Even though our faith is not always perfect, we must never lose sight that Paul declared, “The righteousness of God is revealed through faith in faith” (Rom. 1:16). God is faithful to us, so we can be faithful to God. By this we can step into the boat and sail to whatever storm Jesus calls into. And we can step out of the boat to do whatever Jesus wants us to do.
So what’s stopping us? What’s keeping us from moving forward? Is it the stormy seas that await us? Is it fear? Uncertainty? Or are we simply unwilling to do it? Ernest Campbell, former minister of the famed Riverside Church in New York, believes “the reason that we seem to lack faith in our time is that we are not doing anything that requires it.”
He’s right.
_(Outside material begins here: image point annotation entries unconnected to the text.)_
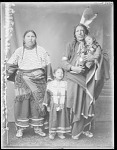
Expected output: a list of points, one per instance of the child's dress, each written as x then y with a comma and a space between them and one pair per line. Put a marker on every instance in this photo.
55, 98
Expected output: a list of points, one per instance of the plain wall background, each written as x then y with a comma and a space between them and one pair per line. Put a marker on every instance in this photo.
54, 24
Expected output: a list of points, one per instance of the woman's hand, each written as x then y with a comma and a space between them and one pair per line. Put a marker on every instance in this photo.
88, 57
78, 69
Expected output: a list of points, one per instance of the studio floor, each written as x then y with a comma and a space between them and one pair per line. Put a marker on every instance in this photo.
103, 139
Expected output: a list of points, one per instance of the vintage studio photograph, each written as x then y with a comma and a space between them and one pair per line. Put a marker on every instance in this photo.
57, 75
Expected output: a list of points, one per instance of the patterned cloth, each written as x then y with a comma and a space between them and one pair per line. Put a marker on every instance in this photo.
29, 91
33, 72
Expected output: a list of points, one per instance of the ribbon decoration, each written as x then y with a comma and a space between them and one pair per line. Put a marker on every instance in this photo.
8, 33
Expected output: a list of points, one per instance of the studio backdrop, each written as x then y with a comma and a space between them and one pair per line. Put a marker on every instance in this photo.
54, 25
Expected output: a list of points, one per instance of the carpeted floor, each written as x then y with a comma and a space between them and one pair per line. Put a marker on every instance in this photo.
103, 139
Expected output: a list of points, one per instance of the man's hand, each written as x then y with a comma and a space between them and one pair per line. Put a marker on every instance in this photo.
78, 69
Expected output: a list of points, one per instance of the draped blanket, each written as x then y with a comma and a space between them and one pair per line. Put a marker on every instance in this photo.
87, 88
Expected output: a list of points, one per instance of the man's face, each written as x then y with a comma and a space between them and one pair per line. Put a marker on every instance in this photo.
80, 33
30, 39
59, 74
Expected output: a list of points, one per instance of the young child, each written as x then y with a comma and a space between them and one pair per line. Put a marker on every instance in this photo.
55, 101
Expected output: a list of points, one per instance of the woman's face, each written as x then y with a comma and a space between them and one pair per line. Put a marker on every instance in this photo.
80, 33
30, 39
59, 74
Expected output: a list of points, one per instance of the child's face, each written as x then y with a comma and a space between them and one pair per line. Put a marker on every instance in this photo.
59, 74
89, 40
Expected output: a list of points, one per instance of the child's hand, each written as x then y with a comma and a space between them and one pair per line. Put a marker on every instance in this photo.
48, 108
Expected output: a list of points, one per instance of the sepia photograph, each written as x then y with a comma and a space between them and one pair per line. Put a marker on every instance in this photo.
57, 75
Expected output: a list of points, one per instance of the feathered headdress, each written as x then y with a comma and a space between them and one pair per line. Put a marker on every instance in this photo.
87, 17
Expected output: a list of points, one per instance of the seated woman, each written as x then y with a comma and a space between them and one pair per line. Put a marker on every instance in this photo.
33, 72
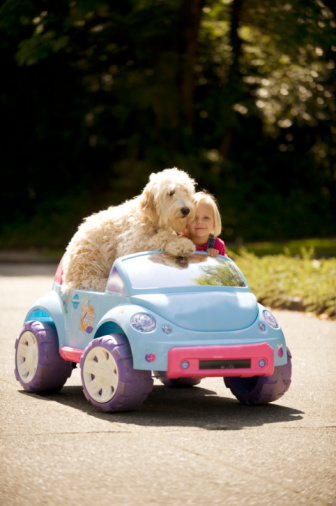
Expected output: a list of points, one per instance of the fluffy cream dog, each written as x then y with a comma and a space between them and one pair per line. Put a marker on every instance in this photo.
150, 221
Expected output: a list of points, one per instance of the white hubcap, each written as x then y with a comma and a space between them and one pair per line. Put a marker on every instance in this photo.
27, 356
100, 374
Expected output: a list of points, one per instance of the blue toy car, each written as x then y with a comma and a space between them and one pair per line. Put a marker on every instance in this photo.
178, 319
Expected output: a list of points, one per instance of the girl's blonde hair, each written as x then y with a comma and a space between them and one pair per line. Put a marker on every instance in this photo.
210, 199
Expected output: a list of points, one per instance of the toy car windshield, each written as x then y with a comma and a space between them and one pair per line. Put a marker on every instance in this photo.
159, 270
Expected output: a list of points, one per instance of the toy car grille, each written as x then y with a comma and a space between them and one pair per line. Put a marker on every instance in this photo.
225, 364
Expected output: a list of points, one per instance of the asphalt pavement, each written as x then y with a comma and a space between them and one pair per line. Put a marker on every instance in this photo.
194, 446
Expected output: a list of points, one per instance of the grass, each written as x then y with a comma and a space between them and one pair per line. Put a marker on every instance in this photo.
319, 247
301, 282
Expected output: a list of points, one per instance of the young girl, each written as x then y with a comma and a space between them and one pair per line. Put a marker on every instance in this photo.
207, 222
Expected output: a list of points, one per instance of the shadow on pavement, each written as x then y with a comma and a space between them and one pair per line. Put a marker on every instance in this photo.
183, 407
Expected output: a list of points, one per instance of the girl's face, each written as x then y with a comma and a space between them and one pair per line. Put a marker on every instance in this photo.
203, 224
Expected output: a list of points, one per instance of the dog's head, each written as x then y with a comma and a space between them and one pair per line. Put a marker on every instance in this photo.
168, 199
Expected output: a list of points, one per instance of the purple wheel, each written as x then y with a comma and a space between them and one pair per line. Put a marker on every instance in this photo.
178, 382
109, 381
38, 365
262, 389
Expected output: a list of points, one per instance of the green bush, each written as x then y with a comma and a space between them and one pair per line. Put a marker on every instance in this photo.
283, 281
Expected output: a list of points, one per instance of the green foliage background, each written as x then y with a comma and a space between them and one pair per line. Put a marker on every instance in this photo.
97, 95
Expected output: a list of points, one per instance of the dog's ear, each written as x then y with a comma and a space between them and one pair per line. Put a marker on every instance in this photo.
147, 204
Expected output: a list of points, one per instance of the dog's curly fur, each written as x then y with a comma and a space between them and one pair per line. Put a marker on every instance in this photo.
150, 221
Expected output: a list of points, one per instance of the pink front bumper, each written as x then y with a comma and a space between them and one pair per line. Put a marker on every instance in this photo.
232, 360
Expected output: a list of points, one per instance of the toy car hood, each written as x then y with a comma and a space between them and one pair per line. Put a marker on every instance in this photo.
216, 311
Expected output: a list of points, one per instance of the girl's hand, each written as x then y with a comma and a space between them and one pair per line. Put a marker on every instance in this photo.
212, 252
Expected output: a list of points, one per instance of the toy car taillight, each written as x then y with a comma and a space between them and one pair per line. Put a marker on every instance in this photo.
270, 319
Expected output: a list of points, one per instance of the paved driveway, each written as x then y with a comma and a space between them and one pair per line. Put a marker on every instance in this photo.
194, 446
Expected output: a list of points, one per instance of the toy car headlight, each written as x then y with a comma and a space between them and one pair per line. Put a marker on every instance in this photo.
143, 322
270, 319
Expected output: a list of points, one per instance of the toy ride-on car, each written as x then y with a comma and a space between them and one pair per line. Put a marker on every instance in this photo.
179, 320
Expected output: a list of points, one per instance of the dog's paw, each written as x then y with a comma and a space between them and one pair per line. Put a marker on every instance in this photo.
180, 247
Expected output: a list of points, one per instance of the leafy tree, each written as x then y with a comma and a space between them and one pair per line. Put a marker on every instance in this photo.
97, 95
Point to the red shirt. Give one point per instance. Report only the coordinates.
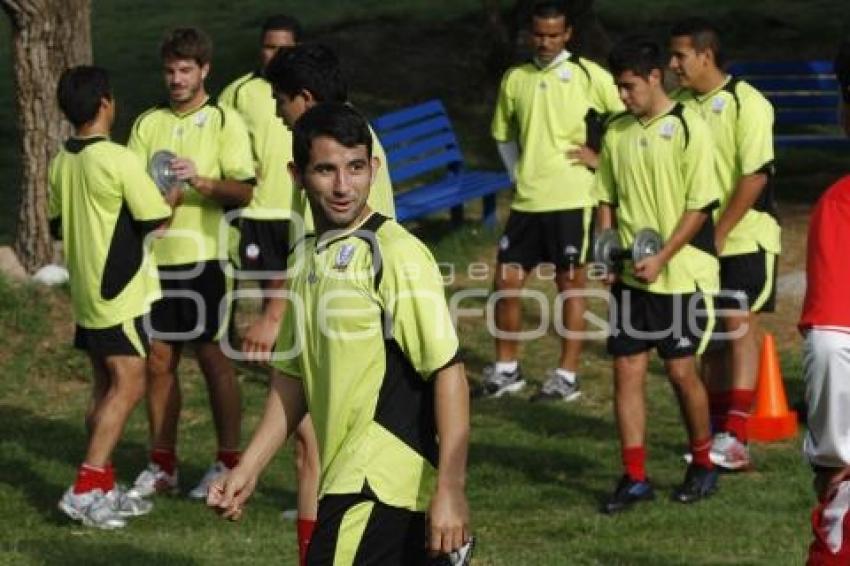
(827, 301)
Today the church doesn’t expect much from her members. We are afraid that if we push you to do what Jesus has called you to, then you might not show up the next week. I get it. It’s hard to change who you are and how you do things. It’s even harder to change a worldly system that supports an economy where greed causes great poverty; violence begets retaliation and more violence; and skin color, nationality, or sexual preference are acceptable targets for abuse.
But there’s work to be done, sins to forgive, injustices to redeem, people to feed. We cannot ignore the hard work of faith… but instead must hold fast to the words of Jesus who
says, “Come. Take my hand. And do not be afraid.”
Campbell says the key to faith, and finding our fullness of life in Christ, is to follow Peter’s example. We must “be willing to step out of the security of the boat and head into the troubled waters of the world to proclaim the love, mercy, and justice of God that we find in Jesus Christ.”
The world doesn’t need any more nominal Christians splashing around in the safe shallow waters where we miss the opportunities to push and deepen our faith. What the world needs is more stumbling and bumbling disciples like Peter. If we want to be close to Jesus, then we have to prove his promise by trusting his promises, through risk and venture, doing what he has called us to.
By taking this brave step, we begin to move from having little faith to possessing the kind of faith that Jesus says can move mountains, heal the sick, cast out demons, forgive sins, love one another and live in peace. Heaven knows, the world needs more peace.
If you leave here today remembering anything, it should be this: Do not worry if your faith scares you or trips you up from time-to-time. Do not give up. Weather the storm. Keep moving forward. Keep doing the hard work of the Kingdom and bear the good fruit of your faithfulness. And by the power of Jesus Christ our Lord you too will discover the impossible is, in fact, very much possible. Amen.
Works Cited(NRSV), Bible. Romans 1:11-17; Matthew 14:22-33.
Bartlett, David, and ed. Barbara Brown Taylor. Feasting On The Word; Year A, vol. 3. Louisville: Westminster John Knox, 2009.